I was given the job of wiring a couple of dormer bungalows in the north of the city.

The bungalows were new-builds built into a steep bank.

The banking was dug out and the basement level of garages and utilities were partially underground on a common slab.

On top were built two detached dormer bungalows.

By the side of one plot a public footpath climbed up the bank on steep steps. When the construction got up to roof level the scaffolding and staging around the dormers was reached by a little temporary bridge from the path steps, thus removing the need to climb ladders.

The central heating was by "Electricair" which comprised a single MASSIVE storage heater built into the structure under the stairs.

The warm air was distributed from a plenum chamber under the heater by a large rectangular ducting that ran across the garage ceiling and split into smaller ducting to supply the ground and first floors. This system was being pushed by the YEB at a greatly reduced price on the basis of the ongoing high power consumption giving them a good return. The system had to be installed early in the construction before the floors went in.

One day i noticed the plumber struggling with a large roll of 24 inch wide lead sheet which he was taking up the outside steps to flash the dormers with.

I went on with my work doing the "first-fix" of cabling in the kitchen. Suddenly there was a loud shout from above followed by an almighty crash. Out of the corner of my eye I saw something move very rapidly in the corner of the kitchen. I looked but couldn't see anything, then I realised that a second before there had been a small ducting running vertically in the corner.

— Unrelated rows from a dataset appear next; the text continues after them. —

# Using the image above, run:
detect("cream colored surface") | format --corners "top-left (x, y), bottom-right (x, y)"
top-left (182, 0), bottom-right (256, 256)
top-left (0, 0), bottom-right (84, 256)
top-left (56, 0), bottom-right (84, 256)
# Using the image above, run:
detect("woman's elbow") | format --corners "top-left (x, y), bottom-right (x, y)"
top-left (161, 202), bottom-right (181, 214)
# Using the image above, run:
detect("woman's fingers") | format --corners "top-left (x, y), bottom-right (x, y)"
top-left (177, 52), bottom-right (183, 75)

It wasn't there any more.

It seems that the plumber (who'd just returned from the pub) had prepared a length of flashing on the staging above and wanted to put the rest of the roll out of the way.

He managed to lift the roll and putting it through the window he leaned over and carefully judging the position he let the roll fall onto the open joists.

The roll must have weighed the best part of a hundredweight and being dropped a couple of feet it folded into a vee shape and continued it's journey towards the centre of the Earth accelerating at 32 feet per second per second.

It fell though the ground floor joists and hit the large ducting across the garage ceiling slap in the middle.

The joints on each length of ducting were very strong and made like hinges with long pins interlocking the sections. The entire ducting from both floors was stripped out of the building in a fraction of a second. No one was hurt, only the owner, who had to pay more for the replacement ducting than the two installations had originally cost.

We got a new plumber !

The "Master" buider was a short stocky bloke in his fifties who used to disappear up the road every day for an hour at lunch-time. We watched him go to a nearby house and looking around knock at the door.

This went on for about a month until one day a very attractive blonde woman in her thirties came to the site asking for the builder. He was out at the time getting supplies and we asked if we could take a message.

" Will you tell ****** not to come up this lunchtime", she said. "My husband has been taken poorly at work and had to come home". :rolleyes: :rolleyes:

We did debate wether or not to tell him but thought that we had better.

However at lunchtime he still set off up the road and we watched him go to another house across the road.

When he returned an hour later we asked him where he'd been. "She's a much older woman" he said, "but allright as a first reserve". :o

We did think about nominating him for the "Queen's Award for Industry".